In the end I found that the fastest way was to calculate all the possible distances and store them in an array before starting computing in a loop the normC function. To make it faster I calculated the inverses of the distances so that I could use the product and not the quotient:

float** DIST    
DIST=malloc(500*sizeof(float*)); //allocating memory for the 2d array
for (i=0; i<500; i++) {
    DIST[i]=malloc(500*sizeof(float));
}

for(i=0; i<500; i++){      //storing the inverses of the distances
    for (p=0; p<500; p++) {
        DIST[i][p]= 1.0/sqrtf((float)((i)*(i)+(p)*(p)));
    }
}
float normC(int py, int px, int color, pixel** imgI, int sizeY, int sizeX){

int jx=0, jy=0;
float num=0, den=0;
if (color==R) {
    for (jy=0; jy<sizeY; jy++) {
        for (jx=0; jx<sizeX; jx++) {
            if (jx==px && jy==py) {
                ;
            }
            else if (py>=jy && px>=jx){
                num+=rfun(imgI[py][px].red-imgI[jy][jx].red)*DIST[py-jy][px-jx];
                den+=DIST[py-jy][px-jx];
            }
            else if (jy>py && px>=jx){
                num+=rfun(imgI[py][px].red-imgI[jy][jx].red)*DIST[jy-py][px-jx];
                den+=DIST[jy-py][px-jx];
            }
            else if (jy>py && jx>px){
                num+=rfun(imgI[py][px].red-imgI[jy][jx].red)*DIST[jy-py][jx-px];
                den+=DIST[jy-py][jx-px];
            }
        }
    }
}
else if (color==B){
    for (jy=0; jy<sizeY; jy++) {
        for (jx=0; jx<sizeX; jx++) {
            if (jx==px && jy==py) {
                ;
            }
            else if (py>=jy && px>=jx){
                num+=rfun(imgI[py][px].blue-imgI[jy][jx].blue)*DIST[py-jy][px-jx];
                den+=DIST[py-jy][px-jx];
            }
            else if (jy>py && px>=jx){
                num+=rfun(imgI[py][px].blue-imgI[jy][jx].blue)*DIST[jy-py][px-jx];
                den+=DIST[jy-py][px-jx];
            }
            else if (jy>py && jx>px){
                num+=rfun(imgI[py][px].blue-imgI[jy][jx].blue)*DIST[jy-py][jx-px];
                den+=DIST[jy-py][jx-px];
            }
        }
    }
}
else if (color==G){
    for (jy=0; jy<sizeY; jy++) {
        for (jx=0; jx<sizeX; jx++) {
            if (jx==px && jy==py) {
                ;
            }
            else if (py>=jy && px>=jx){
                num+=rfun(imgI[py][px].green-imgI[jy][jx].green)*DIST[py-jy][px-jx];
                den+=DIST[py-jy][px-jx];
            }
            else if (jy>py && px>=jx){
                num+=rfun(imgI[py][px].green-imgI[jy][jx].green)*DIST[jy-py][px-jx];
                den+=DIST[jy-py][px-jx];
            }
            else if (jy>py && jx>px){
                num+=rfun(imgI[py][px].green-imgI[jy][jx].green)*DIST[jy-py][jx-px];
                den+=DIST[jy-py][jx-px];
            }
        }
    }
}

return num/(den*RMAX);
}

Answer

rts1 picture rts1 · Aug 22, 2015

The square root is an expensive function. If you just care about how distances compare (is this distance less than this distance, equal, etc.), you don't need the square root.

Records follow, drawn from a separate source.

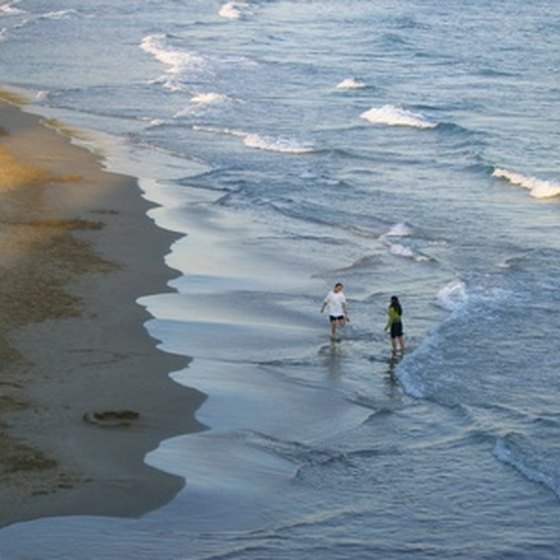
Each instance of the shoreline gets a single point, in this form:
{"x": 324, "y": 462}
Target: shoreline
{"x": 84, "y": 392}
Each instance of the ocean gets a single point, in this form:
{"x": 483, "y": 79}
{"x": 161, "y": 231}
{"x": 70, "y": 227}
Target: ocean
{"x": 398, "y": 146}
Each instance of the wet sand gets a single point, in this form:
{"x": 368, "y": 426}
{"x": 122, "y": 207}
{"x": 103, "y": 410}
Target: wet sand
{"x": 84, "y": 392}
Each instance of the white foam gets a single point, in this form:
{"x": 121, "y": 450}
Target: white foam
{"x": 396, "y": 116}
{"x": 283, "y": 144}
{"x": 400, "y": 230}
{"x": 398, "y": 248}
{"x": 233, "y": 9}
{"x": 201, "y": 101}
{"x": 42, "y": 95}
{"x": 402, "y": 251}
{"x": 536, "y": 464}
{"x": 58, "y": 14}
{"x": 351, "y": 83}
{"x": 179, "y": 63}
{"x": 9, "y": 9}
{"x": 538, "y": 188}
{"x": 453, "y": 295}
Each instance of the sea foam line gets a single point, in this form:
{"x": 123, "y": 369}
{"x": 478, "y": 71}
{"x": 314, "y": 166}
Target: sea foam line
{"x": 351, "y": 83}
{"x": 538, "y": 465}
{"x": 393, "y": 115}
{"x": 234, "y": 9}
{"x": 283, "y": 144}
{"x": 538, "y": 188}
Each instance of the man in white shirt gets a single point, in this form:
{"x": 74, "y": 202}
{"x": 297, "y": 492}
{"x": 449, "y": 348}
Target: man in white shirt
{"x": 338, "y": 309}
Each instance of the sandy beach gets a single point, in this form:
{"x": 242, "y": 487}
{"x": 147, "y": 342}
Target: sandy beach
{"x": 84, "y": 392}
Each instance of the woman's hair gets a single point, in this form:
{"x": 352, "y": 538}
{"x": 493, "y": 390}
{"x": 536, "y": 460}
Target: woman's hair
{"x": 395, "y": 304}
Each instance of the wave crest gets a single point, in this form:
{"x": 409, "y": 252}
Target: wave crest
{"x": 538, "y": 188}
{"x": 396, "y": 116}
{"x": 351, "y": 83}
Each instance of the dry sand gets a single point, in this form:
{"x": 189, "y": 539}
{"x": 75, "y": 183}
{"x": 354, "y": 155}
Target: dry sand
{"x": 84, "y": 392}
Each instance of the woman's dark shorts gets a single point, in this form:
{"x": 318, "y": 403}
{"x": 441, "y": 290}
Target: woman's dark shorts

It's basically the same reason why many Digital Signal Processing frameworks (X-Midas, Midas 2k, PicklingTools) have magnitude (which is basically the same distance computation for complex numbers) and magnitude2 (which elides the square root). Sometimes all you care about is how things compare, not necessarily the actual value.